National Afrikaans Literature Museum
This building originally accommodated the government structures of the Republic of the Orange Free State in the 1800s and is reminiscent of the old Cape-Dutch architecture in the area. The National Afrikaans Literature Museum, with its large collection of Afrikaans literature and manuscripts, as well as artifacts belonging to well-known Afrikaans writers, is housed in this building.
This interesting building dating from the 1800s was previously the official residence of the presidents of the former Republic of the Orange Free State.

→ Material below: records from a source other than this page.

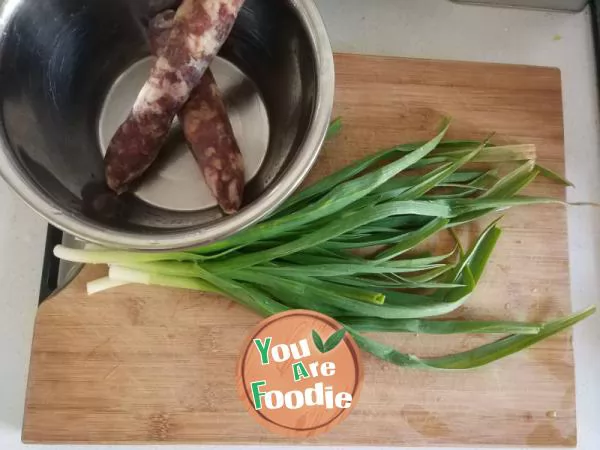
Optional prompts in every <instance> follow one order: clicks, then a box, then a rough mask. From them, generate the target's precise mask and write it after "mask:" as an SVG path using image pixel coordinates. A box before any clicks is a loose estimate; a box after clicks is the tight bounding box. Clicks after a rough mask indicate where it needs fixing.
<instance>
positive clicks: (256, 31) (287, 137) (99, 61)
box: [0, 0, 317, 236]
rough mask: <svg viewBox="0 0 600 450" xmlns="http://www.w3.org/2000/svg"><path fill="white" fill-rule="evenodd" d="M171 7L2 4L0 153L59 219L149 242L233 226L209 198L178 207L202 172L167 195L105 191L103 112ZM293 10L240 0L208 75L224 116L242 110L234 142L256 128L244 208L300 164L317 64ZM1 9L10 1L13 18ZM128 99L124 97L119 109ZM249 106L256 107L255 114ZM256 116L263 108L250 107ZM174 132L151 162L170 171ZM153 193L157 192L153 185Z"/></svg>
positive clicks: (286, 6) (72, 3) (6, 3)
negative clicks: (109, 192)
mask: <svg viewBox="0 0 600 450" xmlns="http://www.w3.org/2000/svg"><path fill="white" fill-rule="evenodd" d="M172 3H174V2H172V1H169V0H165V1H156V0H154V1H153V0H44V1H42V2H40V1H34V0H21V1H13V2H5V6H4V7H3V10H2V12H1V13H2V17H3V18H4V19H5V21H6V32H5V33H4V37H3V38H2V40H1V41H0V89H1V96H0V98H1V110H0V111H1V112H0V114H1V117H0V121H1V122H2V124H3V129H2V138H3V140H4V144H5V145H4V147H5V148H4V150H3V151H4V152H8V156H9V158H10V159H11V162H12V165H13V166H14V170H17V171H19V172H21V173H22V177H23V178H25V179H27V180H28V181H29V182H30V183H32V184H33V186H34V188H35V190H36V191H37V192H38V193H39V195H40V196H42V197H43V198H44V201H45V202H46V203H49V204H51V205H52V206H53V207H55V208H56V210H58V211H60V213H61V214H65V215H68V216H71V217H74V218H76V219H77V220H79V221H82V222H84V223H86V224H90V225H92V226H98V225H99V224H101V226H102V227H104V228H108V229H109V230H110V229H112V230H115V231H119V232H121V231H125V232H134V233H148V234H151V235H154V236H160V235H164V234H176V233H180V232H182V231H185V230H190V229H195V228H198V227H202V226H206V225H207V224H214V223H215V221H227V220H230V218H225V217H223V216H222V213H221V212H220V210H219V208H217V207H216V206H215V205H216V203H215V202H212V203H206V204H202V203H198V202H196V203H194V202H193V201H192V202H187V203H186V202H185V201H184V202H183V203H182V202H181V201H178V200H182V199H186V198H187V197H192V198H193V197H194V194H197V193H195V192H194V189H196V188H198V189H202V188H203V181H202V176H201V174H200V171H199V170H198V171H197V173H196V172H195V171H192V172H190V171H189V167H188V169H187V170H188V171H187V172H186V173H187V174H188V175H185V176H188V177H189V176H196V177H197V178H196V179H194V180H192V181H191V182H190V181H189V180H188V184H187V185H184V186H183V187H182V186H179V185H177V184H175V185H174V190H171V191H169V192H168V195H164V194H165V192H162V193H163V195H162V197H161V198H162V200H161V201H152V199H155V198H156V197H152V196H148V195H146V194H144V192H143V189H144V184H145V183H144V182H142V183H141V184H140V187H139V191H140V192H138V194H131V195H129V194H128V195H125V196H122V197H120V198H119V199H118V201H116V202H115V200H114V199H113V198H109V196H103V195H101V193H102V192H103V188H102V186H103V161H102V149H103V146H105V145H106V142H105V141H106V140H107V136H106V133H107V131H106V129H107V127H108V128H110V127H111V126H112V127H115V126H117V125H118V123H119V119H118V115H119V112H116V110H115V112H113V110H112V109H110V108H109V109H107V104H108V103H110V101H111V95H112V98H113V99H114V98H115V97H117V98H125V97H127V96H126V95H119V94H118V89H119V88H120V89H123V84H119V83H121V82H122V81H123V80H124V79H127V77H128V74H130V73H131V72H132V70H134V69H135V68H136V67H138V68H139V66H140V64H142V65H143V64H144V61H145V60H147V58H148V57H149V56H150V50H149V45H148V42H147V38H146V32H145V28H146V25H147V23H148V19H149V18H150V17H152V16H153V14H155V13H156V12H158V11H159V10H161V9H164V8H165V7H169V6H172ZM175 3H176V2H175ZM293 3H294V2H293V0H289V1H288V0H247V1H246V3H245V6H244V8H243V10H242V12H241V13H240V16H239V18H238V21H237V22H236V25H235V28H234V30H233V32H232V34H231V36H230V38H229V39H228V41H227V42H226V44H225V45H224V47H223V49H222V51H221V53H220V55H219V57H220V58H221V59H220V60H219V61H217V62H216V63H215V64H218V65H220V66H219V67H216V68H215V72H219V73H226V74H229V78H227V76H226V75H223V77H221V78H223V79H225V78H227V81H226V82H223V83H224V84H223V85H222V87H223V86H225V88H224V91H223V95H224V97H225V100H226V103H227V104H228V106H229V107H230V110H231V109H233V110H235V109H238V110H240V111H246V110H248V111H249V112H247V113H245V114H239V115H238V116H239V117H238V116H236V117H237V118H236V122H240V123H239V124H238V125H237V126H236V125H235V124H234V127H235V128H236V135H238V133H237V129H238V128H239V129H240V130H242V131H241V132H240V134H241V136H239V135H238V139H239V140H240V141H244V142H245V141H246V139H245V137H244V136H245V134H244V131H243V130H244V129H246V130H253V131H254V132H255V134H256V133H258V134H259V135H260V136H259V137H258V138H256V139H255V140H256V142H255V144H254V146H255V147H261V146H262V147H264V148H263V149H262V151H261V149H260V148H259V149H258V150H257V152H258V154H261V152H262V154H265V156H264V158H263V157H262V155H260V156H257V158H259V163H256V162H255V164H254V165H255V166H256V167H254V168H253V169H252V174H251V176H253V177H252V180H251V181H249V183H248V185H247V188H246V198H245V202H246V204H245V206H246V207H247V206H248V205H251V204H252V203H254V202H257V201H259V200H260V198H261V197H262V196H264V195H267V194H268V191H269V189H272V188H273V186H274V185H275V184H276V183H277V180H278V179H279V178H280V177H281V176H282V175H283V174H284V173H285V171H286V170H287V168H288V167H289V165H290V164H291V163H292V162H293V160H294V159H295V158H297V157H298V149H299V148H300V147H301V144H302V142H304V140H305V139H306V136H307V133H308V132H309V128H310V125H311V121H312V118H313V116H314V110H315V107H316V101H317V99H316V96H317V87H316V85H317V75H316V74H317V67H316V65H317V63H316V60H315V55H314V49H313V45H312V44H311V37H310V32H309V31H307V30H306V27H305V25H304V23H303V22H302V20H301V19H300V18H299V17H298V15H297V13H296V11H295V9H294V7H293ZM8 4H14V5H16V6H13V7H12V8H13V10H10V11H9V9H10V7H9V6H7V5H8ZM228 68H229V69H228ZM143 70H147V68H146V69H142V72H143ZM231 73H236V74H238V76H237V77H236V76H231ZM138 74H139V70H138ZM220 85H221V81H220ZM115 91H116V92H117V94H115ZM133 97H135V95H134V96H133ZM133 97H132V98H133ZM130 101H132V100H123V101H122V102H121V103H122V104H121V108H123V103H125V104H126V103H127V102H130ZM257 102H258V103H257ZM248 104H251V105H252V104H254V105H257V104H259V106H257V107H256V108H258V109H256V108H255V109H254V110H253V109H252V108H250V109H248ZM260 105H262V106H260ZM113 106H114V105H113ZM130 106H131V104H126V106H125V110H127V109H128V108H129V107H130ZM261 108H262V109H261ZM117 109H118V108H117ZM259 110H260V111H262V113H257V112H256V111H259ZM260 111H259V112H260ZM111 121H112V122H113V123H112V124H111V125H106V123H107V122H111ZM232 122H233V120H232ZM257 130H258V131H257ZM103 135H104V136H103ZM172 135H173V136H172V139H170V142H172V144H173V145H172V147H173V148H174V149H175V150H171V149H170V148H167V149H165V151H163V154H164V156H163V155H161V158H164V160H163V161H162V162H159V164H158V167H168V166H170V164H168V163H166V162H168V161H169V158H171V159H172V158H174V157H173V155H174V154H180V155H184V154H185V151H181V148H182V141H183V137H182V135H181V132H180V131H179V130H178V129H177V127H176V126H175V127H174V129H173V133H172ZM240 146H241V147H244V143H243V142H240ZM177 149H179V150H177ZM177 152H179V153H177ZM181 157H182V158H184V157H190V158H191V156H189V155H185V156H181ZM190 161H193V160H191V159H190ZM161 164H162V166H161ZM187 165H188V164H182V167H183V166H187ZM184 169H185V167H184ZM156 170H158V172H159V173H158V175H157V174H156V173H155V174H154V175H152V174H151V175H150V176H149V177H150V178H152V177H154V178H161V177H160V171H161V169H160V168H159V169H156ZM189 174H191V175H189ZM163 178H164V177H163ZM167 178H168V177H167ZM146 187H147V186H146ZM177 190H180V191H181V192H177ZM155 191H164V189H162V188H161V185H160V183H159V184H158V187H157V186H155ZM169 199H172V204H170V203H169V202H170V200H169ZM182 204H183V206H182ZM99 211H100V213H99Z"/></svg>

This humble, thatched-roof building with a dung floor was erected in 1849. Since then it has served as a church, conference chamber, parliament house and school for the inhabitants of Bloemfontein and the Free State. Documentation relating to the origin of Bloemfontein can be seen in this museum. The Wagon Museum behind the First Raadsaal is also well worth a visit.
This building is the only twin-spire Dutch Reformed Church in southern Africa. The building was completed in 1880 on the site of a much smaller church where the famous Rev Andrew Murray had been a minister. Here the last three presidents of the former Republic of the Orange Free State took oath of office.
This cathedral is regarded as the spiritual heart of Bloemfontein’s Anglican community and the city’s founder, Major Henry Douglas Warden, laid its foundation stone in 1850.
Thomas Maphikela was one of the founding members of the ANC in Bloemfontein in 1912. His double-storey house, where important ANC meetings were held, has been declared a National Monument.